As summer was nearing its end, and I knew my newly established self-care routines were not sustainable for the school year, I reflected upon the routines that I wished to carry into fall.
Having slow mornings was one of those routines. It never feels like there’s enough time during the school year. Even the few times where taking a pause is a must — eating, showering, going to bed — feel rushed.
The rush is back in full force and now that September is over, I’m committed to bringing back slower mornings. In my classroom, we dedicate our mornings to low-risk, purposeful, joyous, choice-driven routines (soft starts, talk, choice time, outdoor play). I have experienced how this shapes the course of our day and keeps kids running into the classroom each morning.
How I begin my own day, however, differs greatly. The rush begins in the first fifteen minutes, and it’s no wonder that it sets the tone for the rest of the day. With this theme of “not having enough time,” the first routines to go are the ones I am not held accountable for — two of which are self-care and writing.
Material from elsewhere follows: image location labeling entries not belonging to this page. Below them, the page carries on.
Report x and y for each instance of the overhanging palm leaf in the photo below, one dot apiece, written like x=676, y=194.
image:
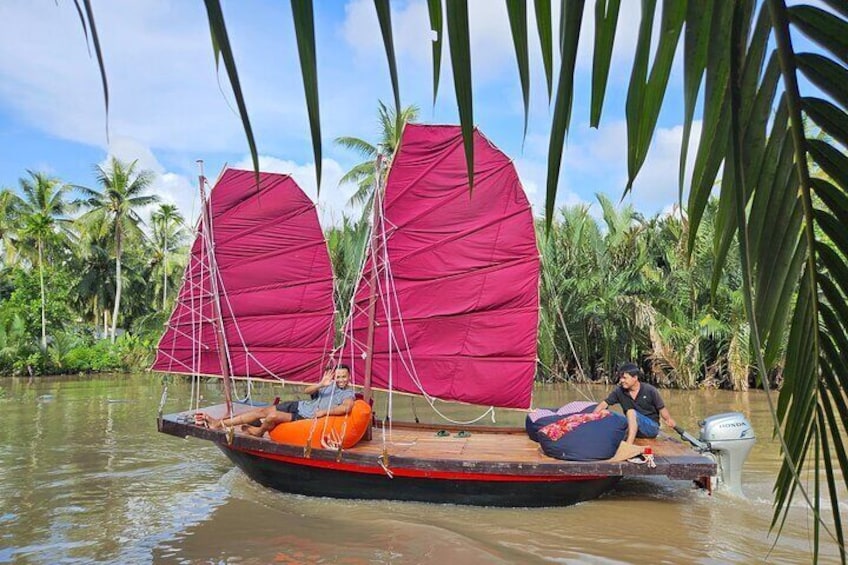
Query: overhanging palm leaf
x=791, y=230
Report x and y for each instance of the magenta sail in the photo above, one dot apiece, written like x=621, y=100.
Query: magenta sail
x=460, y=298
x=274, y=286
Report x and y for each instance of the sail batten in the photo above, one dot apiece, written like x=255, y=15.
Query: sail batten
x=275, y=286
x=456, y=279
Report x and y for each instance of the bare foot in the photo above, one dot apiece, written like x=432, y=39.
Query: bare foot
x=213, y=423
x=255, y=431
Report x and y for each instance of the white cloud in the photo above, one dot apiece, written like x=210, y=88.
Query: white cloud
x=599, y=164
x=170, y=187
x=332, y=202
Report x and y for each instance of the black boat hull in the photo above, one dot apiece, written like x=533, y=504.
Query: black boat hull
x=311, y=480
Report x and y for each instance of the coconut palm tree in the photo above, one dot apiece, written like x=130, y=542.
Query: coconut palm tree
x=749, y=57
x=41, y=214
x=363, y=175
x=9, y=203
x=114, y=210
x=168, y=233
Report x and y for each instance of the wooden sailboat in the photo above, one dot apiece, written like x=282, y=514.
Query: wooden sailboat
x=446, y=309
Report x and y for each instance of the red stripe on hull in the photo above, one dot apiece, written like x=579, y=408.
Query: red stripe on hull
x=418, y=473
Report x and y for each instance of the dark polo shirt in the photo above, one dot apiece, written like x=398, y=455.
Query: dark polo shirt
x=648, y=402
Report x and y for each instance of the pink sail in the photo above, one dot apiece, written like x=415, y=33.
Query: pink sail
x=464, y=268
x=275, y=286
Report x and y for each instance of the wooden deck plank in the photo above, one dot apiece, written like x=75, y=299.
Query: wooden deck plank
x=502, y=450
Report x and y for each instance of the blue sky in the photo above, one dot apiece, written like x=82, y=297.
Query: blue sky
x=168, y=107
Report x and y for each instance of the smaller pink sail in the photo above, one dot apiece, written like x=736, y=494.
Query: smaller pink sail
x=275, y=286
x=463, y=276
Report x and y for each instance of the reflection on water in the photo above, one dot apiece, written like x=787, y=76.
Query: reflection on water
x=85, y=477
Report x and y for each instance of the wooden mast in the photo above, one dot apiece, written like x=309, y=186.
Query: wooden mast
x=372, y=299
x=218, y=319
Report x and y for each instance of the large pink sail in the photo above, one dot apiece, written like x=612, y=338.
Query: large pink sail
x=275, y=286
x=465, y=269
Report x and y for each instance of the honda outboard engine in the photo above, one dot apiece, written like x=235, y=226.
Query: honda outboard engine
x=728, y=438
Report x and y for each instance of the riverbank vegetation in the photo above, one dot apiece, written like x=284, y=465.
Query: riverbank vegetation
x=616, y=285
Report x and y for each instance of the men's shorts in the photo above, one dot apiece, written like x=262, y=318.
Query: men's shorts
x=646, y=427
x=290, y=406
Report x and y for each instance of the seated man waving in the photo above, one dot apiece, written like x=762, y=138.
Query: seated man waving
x=332, y=396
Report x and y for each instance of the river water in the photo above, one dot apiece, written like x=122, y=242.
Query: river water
x=86, y=478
If I dedicate my mornings to self-care and writing, however, there won’t be opportunities to push them aside for something else masked “more important.” As I discovered in summer, beginning the day more thoughtfully and mindfully leads to more thoughtful and mindful decisions as the day unfolds.
Thank you, Kathleen Neagle Sokolowski for these inspiring words in her post, Write at the Start: No More Morning Worksheets.